Peptide in alfalfa holds promise for increased yields

University of Massachusetts Amherst molecular biologists have found a peptide in alfalfa that may be able to improve crop yields without increased fertilizer.

Alfalfa uses an advanced process for putting nitrogen-fixing bacteria, rhizobia, to work more efficiently on plant roots. The study’s lead author and postdoctoral researcher is Minsoo Kim, who worked along with former undergraduate student Chris Waters and professor Dong Wang of UMass Amherst's biochemistry and molecular biology department, with colleagues at the Noble Foundation in Oklahoma.

Researchers have discovered the pepside DNF4, also known as NCR211, can act as a sort of double agent. DNF4 supports nitrogen-fixing bacteria when inside the plant, but its actions can kill free-living bacteria outside.

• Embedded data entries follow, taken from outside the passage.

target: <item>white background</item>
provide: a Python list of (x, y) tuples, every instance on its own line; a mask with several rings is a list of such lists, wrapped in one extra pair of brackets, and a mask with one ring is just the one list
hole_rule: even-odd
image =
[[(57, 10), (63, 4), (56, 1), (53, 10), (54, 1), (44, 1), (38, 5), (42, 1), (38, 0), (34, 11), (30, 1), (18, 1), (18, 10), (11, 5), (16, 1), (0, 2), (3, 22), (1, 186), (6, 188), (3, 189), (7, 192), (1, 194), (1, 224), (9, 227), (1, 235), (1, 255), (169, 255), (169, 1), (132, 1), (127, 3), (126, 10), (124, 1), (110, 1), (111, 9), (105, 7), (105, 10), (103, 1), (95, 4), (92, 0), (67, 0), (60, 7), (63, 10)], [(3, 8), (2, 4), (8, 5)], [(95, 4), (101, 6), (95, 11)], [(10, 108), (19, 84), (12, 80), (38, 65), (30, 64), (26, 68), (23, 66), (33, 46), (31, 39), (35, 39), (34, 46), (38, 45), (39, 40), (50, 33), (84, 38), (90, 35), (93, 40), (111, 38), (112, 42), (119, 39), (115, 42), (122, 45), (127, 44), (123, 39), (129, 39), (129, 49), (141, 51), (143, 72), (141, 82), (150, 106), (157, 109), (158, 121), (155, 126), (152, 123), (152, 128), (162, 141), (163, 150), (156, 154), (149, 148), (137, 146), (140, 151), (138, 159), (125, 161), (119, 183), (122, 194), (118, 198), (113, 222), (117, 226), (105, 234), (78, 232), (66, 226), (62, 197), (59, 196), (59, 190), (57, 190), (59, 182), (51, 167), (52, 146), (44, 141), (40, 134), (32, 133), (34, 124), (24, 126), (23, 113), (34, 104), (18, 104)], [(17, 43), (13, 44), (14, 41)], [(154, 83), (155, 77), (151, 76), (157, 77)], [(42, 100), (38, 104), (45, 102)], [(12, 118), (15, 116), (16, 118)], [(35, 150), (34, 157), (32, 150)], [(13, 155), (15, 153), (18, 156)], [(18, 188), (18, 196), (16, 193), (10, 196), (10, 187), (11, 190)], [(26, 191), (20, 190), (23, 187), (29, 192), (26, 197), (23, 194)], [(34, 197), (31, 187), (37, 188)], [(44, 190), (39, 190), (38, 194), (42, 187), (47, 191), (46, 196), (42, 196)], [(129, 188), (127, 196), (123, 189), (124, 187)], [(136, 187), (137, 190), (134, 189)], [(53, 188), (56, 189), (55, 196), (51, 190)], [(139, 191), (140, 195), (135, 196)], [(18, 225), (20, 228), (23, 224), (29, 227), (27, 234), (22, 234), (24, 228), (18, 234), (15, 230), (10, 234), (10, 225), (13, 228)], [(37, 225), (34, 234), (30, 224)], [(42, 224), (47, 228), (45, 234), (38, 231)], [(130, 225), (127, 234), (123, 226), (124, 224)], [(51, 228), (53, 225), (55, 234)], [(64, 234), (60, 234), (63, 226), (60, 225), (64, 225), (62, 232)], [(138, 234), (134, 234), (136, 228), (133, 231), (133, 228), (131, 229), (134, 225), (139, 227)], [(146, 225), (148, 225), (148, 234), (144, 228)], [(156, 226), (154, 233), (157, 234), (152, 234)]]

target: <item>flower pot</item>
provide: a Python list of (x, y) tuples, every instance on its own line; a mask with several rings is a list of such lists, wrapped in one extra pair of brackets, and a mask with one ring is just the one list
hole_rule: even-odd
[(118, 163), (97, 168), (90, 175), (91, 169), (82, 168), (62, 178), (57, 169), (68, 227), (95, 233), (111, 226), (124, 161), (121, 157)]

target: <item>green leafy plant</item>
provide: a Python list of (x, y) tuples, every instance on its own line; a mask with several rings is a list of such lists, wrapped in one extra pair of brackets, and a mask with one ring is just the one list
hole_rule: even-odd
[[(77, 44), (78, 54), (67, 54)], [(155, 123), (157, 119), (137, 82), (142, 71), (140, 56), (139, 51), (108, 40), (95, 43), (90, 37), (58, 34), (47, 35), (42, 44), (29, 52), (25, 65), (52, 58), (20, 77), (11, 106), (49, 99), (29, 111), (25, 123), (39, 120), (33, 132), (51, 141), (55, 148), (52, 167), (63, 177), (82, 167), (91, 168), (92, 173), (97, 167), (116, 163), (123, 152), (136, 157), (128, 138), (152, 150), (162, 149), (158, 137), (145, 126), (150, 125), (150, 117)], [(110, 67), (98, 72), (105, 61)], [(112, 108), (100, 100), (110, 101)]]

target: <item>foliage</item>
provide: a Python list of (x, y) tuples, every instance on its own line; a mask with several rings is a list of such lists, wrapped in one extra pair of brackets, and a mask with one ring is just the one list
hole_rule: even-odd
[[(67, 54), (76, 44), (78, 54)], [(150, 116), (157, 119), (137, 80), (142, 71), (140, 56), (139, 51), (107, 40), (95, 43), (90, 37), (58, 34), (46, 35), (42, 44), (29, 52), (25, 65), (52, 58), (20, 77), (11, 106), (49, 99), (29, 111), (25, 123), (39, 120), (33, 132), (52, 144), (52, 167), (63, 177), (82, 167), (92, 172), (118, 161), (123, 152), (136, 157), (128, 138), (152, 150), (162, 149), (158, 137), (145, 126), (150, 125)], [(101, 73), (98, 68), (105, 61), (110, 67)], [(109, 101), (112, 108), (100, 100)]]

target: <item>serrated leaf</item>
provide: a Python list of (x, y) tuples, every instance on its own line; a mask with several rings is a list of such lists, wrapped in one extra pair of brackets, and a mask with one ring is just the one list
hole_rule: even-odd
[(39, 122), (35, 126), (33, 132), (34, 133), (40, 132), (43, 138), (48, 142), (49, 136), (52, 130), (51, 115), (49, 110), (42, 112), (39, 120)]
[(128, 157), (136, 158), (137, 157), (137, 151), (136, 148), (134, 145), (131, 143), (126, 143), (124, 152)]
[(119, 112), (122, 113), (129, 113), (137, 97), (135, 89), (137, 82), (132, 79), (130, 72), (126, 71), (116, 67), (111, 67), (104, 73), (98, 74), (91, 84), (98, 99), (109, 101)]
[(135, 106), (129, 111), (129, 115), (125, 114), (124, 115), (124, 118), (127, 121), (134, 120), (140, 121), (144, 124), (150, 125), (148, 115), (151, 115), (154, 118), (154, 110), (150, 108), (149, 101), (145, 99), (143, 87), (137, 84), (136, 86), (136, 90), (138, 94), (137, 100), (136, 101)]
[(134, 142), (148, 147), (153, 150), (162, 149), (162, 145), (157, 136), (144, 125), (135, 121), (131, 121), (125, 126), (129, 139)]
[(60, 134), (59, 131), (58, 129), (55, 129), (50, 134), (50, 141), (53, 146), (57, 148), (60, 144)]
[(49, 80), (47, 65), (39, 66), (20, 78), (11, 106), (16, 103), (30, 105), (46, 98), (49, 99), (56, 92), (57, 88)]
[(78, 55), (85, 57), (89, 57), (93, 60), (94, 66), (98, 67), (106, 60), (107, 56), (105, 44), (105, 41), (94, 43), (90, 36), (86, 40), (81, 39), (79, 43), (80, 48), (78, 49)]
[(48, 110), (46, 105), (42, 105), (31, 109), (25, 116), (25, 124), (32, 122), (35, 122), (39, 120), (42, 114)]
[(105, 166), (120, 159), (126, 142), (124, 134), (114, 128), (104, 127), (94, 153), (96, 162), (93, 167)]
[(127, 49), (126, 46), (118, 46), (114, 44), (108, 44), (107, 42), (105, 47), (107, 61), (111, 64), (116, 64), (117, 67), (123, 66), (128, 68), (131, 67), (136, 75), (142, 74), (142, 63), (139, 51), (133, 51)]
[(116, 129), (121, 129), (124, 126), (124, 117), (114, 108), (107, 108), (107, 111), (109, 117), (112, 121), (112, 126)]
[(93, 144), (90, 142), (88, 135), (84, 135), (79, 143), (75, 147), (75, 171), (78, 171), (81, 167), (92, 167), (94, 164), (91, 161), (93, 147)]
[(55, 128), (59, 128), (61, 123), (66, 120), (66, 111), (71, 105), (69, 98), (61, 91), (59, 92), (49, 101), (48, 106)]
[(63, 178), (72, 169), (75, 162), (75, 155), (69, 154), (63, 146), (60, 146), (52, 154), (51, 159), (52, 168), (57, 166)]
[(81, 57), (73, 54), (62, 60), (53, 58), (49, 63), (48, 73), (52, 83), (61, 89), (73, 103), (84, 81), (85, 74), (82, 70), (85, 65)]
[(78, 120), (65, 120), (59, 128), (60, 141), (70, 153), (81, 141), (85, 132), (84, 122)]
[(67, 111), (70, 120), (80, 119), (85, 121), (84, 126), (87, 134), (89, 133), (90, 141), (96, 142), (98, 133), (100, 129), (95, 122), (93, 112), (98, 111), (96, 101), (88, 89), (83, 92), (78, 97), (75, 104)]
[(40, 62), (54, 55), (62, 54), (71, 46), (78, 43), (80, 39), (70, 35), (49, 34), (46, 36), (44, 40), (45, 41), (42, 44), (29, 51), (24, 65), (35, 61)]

"They are no longer wild and able to live outside the plant," he says. "I think of it as analogous to domestication of animals by humans." Wang said, "Bacteria that can no longer proliferate as free-living individuals are a bit like slaves at that point, living to serve the plant."

Wang says a companion study also appearing in Proceedings of the National Academy of Sciences at Brigham Young University recovered a bacterial peptidase capable of degrading host NCR peptides.

"This collection of discoveries demonstrates the evolving nature in controlling bacterial differentiation in classical host-microbe mutualism," Wang and Kim said.